The Huguenots were the Protestants of France during the 16th and 17th centuries. As such, they came into religious and political conflict with the Roman Catholics. Their fortunes waxed and waned until the reign of King Louis XIV. This monarch persecuted them mercilessly. On August 18, 1685, Louis revoked the Edict of Nantes a covenant that had guaranteed the Huguenots certain religious and political rights. Finding life intolerable under his persecution and denial of religious freedom, hundreds of thousands fled to other countries, including the English colonies of America. "Whatever may have been the temper which the Huguenots displayed when they were driven from France by persecution, they certainly carried with them something more valuable than rage.
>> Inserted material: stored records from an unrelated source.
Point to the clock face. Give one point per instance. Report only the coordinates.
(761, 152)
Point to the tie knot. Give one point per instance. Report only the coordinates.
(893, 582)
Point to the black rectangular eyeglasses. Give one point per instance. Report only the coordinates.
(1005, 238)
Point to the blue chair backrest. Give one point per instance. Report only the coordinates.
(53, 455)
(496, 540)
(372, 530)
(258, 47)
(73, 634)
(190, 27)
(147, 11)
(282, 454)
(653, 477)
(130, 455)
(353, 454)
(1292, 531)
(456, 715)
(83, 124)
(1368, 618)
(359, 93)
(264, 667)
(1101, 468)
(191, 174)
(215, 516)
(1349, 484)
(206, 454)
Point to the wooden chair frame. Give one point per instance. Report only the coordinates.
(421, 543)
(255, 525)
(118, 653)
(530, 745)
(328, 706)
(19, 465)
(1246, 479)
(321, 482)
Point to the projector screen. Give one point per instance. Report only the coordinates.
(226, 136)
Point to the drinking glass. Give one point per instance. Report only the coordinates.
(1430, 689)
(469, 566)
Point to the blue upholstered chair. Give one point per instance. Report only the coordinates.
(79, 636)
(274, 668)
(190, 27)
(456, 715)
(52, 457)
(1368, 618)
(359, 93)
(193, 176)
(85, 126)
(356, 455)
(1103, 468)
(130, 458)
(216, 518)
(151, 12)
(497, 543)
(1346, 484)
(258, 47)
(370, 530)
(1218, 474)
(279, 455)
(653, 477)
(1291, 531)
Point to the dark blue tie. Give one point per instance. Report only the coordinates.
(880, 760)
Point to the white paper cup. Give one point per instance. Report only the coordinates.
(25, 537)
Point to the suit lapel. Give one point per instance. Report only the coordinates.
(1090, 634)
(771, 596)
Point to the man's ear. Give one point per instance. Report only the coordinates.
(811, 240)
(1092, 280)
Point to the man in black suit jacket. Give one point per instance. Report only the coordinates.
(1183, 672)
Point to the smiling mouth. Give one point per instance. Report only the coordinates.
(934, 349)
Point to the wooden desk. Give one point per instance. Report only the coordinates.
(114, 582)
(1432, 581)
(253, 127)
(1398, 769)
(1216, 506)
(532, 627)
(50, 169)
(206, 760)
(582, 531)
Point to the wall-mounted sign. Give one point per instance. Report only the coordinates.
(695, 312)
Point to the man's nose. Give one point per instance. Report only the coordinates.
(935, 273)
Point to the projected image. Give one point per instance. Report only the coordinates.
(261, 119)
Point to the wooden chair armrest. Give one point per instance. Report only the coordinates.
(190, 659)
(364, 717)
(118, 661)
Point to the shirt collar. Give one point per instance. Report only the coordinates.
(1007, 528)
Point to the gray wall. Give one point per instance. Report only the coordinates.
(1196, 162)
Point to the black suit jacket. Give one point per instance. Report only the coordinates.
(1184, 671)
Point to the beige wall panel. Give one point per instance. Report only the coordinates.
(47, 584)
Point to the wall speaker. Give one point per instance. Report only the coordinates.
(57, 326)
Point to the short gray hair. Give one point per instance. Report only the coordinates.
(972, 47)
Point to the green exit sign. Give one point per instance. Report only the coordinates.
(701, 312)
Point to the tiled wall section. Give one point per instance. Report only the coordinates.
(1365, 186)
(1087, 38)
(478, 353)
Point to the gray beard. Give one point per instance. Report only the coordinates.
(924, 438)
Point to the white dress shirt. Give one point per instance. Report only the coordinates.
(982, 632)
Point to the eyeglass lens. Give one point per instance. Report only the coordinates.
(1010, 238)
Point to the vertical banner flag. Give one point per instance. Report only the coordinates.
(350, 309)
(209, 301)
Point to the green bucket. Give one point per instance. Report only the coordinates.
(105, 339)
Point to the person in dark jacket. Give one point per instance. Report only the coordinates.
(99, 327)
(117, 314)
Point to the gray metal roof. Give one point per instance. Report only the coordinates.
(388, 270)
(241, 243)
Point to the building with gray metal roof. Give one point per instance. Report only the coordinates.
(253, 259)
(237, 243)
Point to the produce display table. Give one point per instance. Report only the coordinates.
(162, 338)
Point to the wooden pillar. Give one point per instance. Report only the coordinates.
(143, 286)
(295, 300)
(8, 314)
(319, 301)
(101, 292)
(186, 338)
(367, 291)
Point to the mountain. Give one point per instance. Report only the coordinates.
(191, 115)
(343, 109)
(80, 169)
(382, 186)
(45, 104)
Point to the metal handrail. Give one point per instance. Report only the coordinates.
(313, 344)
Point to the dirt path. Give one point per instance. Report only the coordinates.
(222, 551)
They carried with them virtue, piety, industry and valour, which proved the source of wealth, spirit, freedom, and character in all those countries Holland, Prussia, England, and America in which the noble exiles took refuge."

Jane Mizell (b. 1826) used to tell her nieces and nephews stories that proved that the French ancestors of the Mizells were zealous Huguenots ( personal letter from A.C. Mizell to E.V. Smith). She said that her grandmother told how their ancestors had false bottoms in their chairs so they could hide their Bibles and song books when the premises were searched by inquisitors.
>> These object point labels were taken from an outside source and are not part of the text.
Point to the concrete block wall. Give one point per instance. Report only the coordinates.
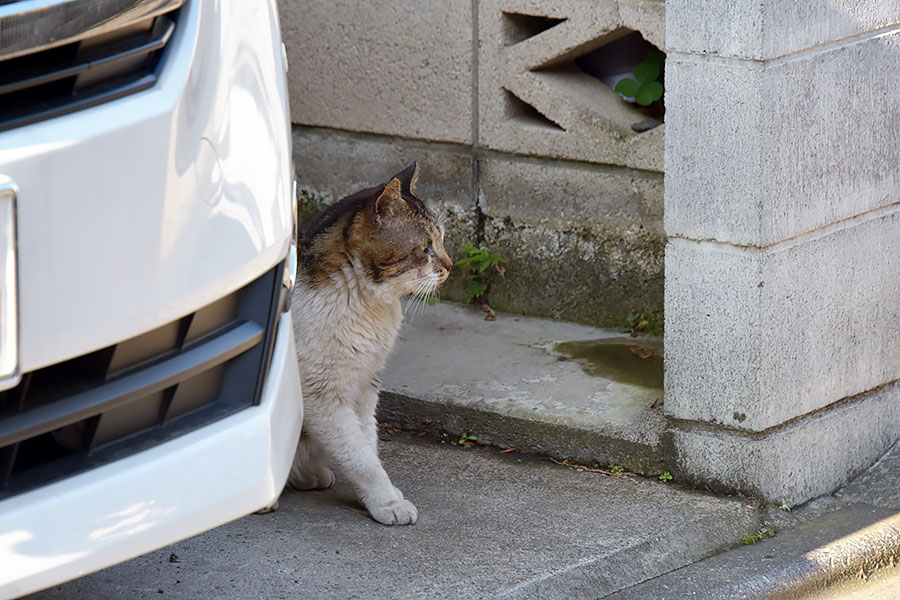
(521, 151)
(782, 210)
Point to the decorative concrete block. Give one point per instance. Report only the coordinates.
(755, 338)
(534, 99)
(760, 30)
(761, 152)
(331, 165)
(583, 244)
(808, 458)
(400, 68)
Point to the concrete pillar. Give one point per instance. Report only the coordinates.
(782, 207)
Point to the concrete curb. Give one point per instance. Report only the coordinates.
(843, 547)
(533, 436)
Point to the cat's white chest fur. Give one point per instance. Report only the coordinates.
(343, 335)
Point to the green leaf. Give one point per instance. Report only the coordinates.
(649, 93)
(646, 71)
(474, 290)
(627, 87)
(469, 260)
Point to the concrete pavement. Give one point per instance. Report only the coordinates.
(518, 525)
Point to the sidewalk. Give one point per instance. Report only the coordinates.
(518, 525)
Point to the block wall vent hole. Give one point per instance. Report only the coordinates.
(614, 61)
(518, 27)
(526, 114)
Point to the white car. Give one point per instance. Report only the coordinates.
(148, 376)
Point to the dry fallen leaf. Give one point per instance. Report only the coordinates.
(491, 315)
(640, 352)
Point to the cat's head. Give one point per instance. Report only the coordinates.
(398, 242)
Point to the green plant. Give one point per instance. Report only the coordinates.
(760, 535)
(466, 440)
(645, 87)
(634, 324)
(479, 261)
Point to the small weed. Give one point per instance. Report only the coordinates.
(645, 88)
(634, 324)
(783, 506)
(479, 261)
(760, 535)
(467, 440)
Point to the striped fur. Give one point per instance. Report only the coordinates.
(357, 260)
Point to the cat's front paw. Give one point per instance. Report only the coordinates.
(316, 478)
(394, 512)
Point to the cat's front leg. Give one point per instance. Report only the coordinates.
(340, 432)
(308, 472)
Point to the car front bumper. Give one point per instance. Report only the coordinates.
(148, 500)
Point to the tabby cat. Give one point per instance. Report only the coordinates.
(357, 260)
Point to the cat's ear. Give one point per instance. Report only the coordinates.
(408, 177)
(390, 202)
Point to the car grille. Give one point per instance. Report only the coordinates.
(88, 411)
(58, 57)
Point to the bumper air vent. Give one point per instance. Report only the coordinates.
(58, 57)
(93, 409)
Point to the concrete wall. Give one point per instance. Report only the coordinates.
(519, 149)
(782, 207)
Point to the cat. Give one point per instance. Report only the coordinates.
(357, 260)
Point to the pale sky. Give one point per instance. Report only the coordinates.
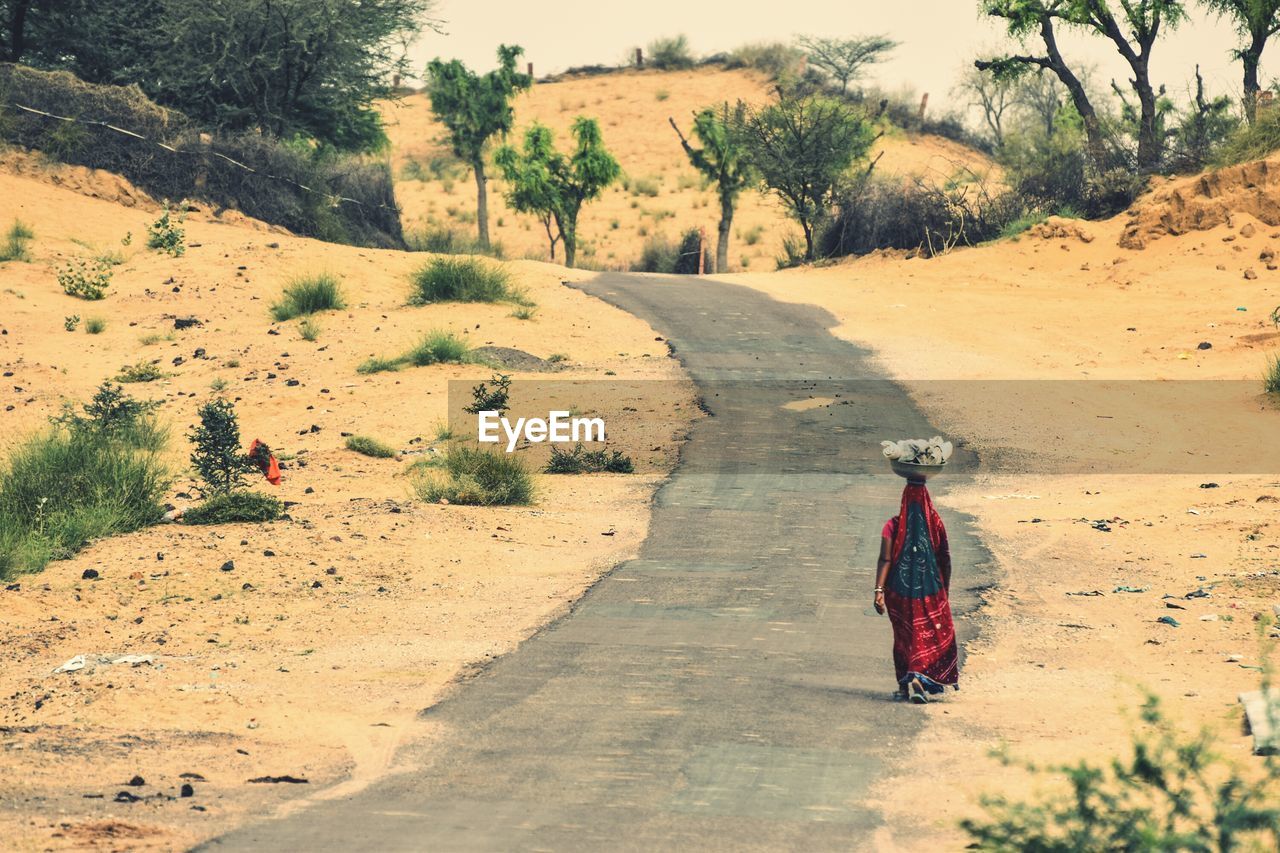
(938, 37)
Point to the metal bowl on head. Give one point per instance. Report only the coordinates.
(915, 471)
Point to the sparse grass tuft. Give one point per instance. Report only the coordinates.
(478, 478)
(16, 240)
(464, 279)
(435, 347)
(366, 446)
(438, 347)
(237, 506)
(309, 295)
(85, 478)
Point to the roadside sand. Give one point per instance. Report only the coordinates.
(314, 655)
(1059, 676)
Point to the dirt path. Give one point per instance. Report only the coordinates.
(727, 689)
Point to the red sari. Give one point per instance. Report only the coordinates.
(915, 594)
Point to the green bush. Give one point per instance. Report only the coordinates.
(83, 281)
(671, 53)
(464, 279)
(167, 235)
(478, 478)
(16, 240)
(1174, 793)
(232, 507)
(140, 372)
(1252, 141)
(366, 446)
(584, 461)
(87, 477)
(309, 295)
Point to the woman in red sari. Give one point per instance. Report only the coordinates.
(913, 580)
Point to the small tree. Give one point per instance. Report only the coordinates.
(722, 160)
(845, 58)
(218, 457)
(803, 146)
(1256, 21)
(554, 187)
(476, 108)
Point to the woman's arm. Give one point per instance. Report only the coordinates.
(882, 573)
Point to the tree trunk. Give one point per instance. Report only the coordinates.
(568, 233)
(722, 238)
(1150, 145)
(481, 204)
(1251, 58)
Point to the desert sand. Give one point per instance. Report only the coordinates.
(311, 656)
(1056, 675)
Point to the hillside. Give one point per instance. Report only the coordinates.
(632, 108)
(336, 625)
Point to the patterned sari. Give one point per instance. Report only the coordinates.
(915, 594)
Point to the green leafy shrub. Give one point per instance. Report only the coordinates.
(1252, 141)
(447, 241)
(584, 461)
(233, 507)
(918, 215)
(490, 396)
(167, 235)
(464, 279)
(90, 475)
(670, 53)
(1173, 793)
(478, 478)
(216, 456)
(85, 281)
(16, 240)
(366, 446)
(309, 295)
(140, 372)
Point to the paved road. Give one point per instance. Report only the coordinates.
(730, 688)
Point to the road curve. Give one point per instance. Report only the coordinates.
(730, 688)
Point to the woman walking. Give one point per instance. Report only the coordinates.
(913, 579)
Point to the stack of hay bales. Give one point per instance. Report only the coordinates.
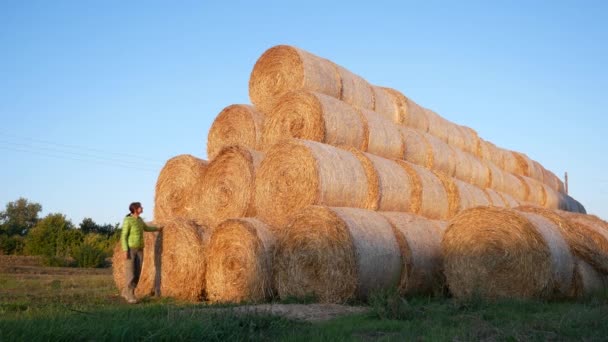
(330, 186)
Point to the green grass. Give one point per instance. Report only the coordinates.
(84, 306)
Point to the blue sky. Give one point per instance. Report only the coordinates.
(96, 95)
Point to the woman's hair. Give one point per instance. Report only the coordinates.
(132, 207)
One descendant wrote that the French ancestors spelled their name Moselle, the same as the river in whose valley they lived. A.C. Mizell wrote, "I note they say that the Mizells spelled their name Mozelle when they came over but I don't think so. I know that Pa said our people came from Alsace-Lorraine on the Moselle River, and that our name way back yonder was Moselle, but long before we left France". His chance statement that "according to tradition our ancestors were woolen mill workers" suggests that they belonged to the militant Huguenot family who spelled their name Mazel. At any rate, Abraham Mazel was a wool carder by trade, a Huguenot preacher, and a leader of the opposition after the revocation.

"The tribe of Mazel abounded in the Cevennes and they had already given many martyrs to the cause. Some emigrated to America, some were sent to the galleys; Oliver Mazel, the preacher, was hanged in Montpelier in 1690, Jacques Mazel was a refugee in London in 1701, and in all the Cevennes, there were Mazels leading as well as following."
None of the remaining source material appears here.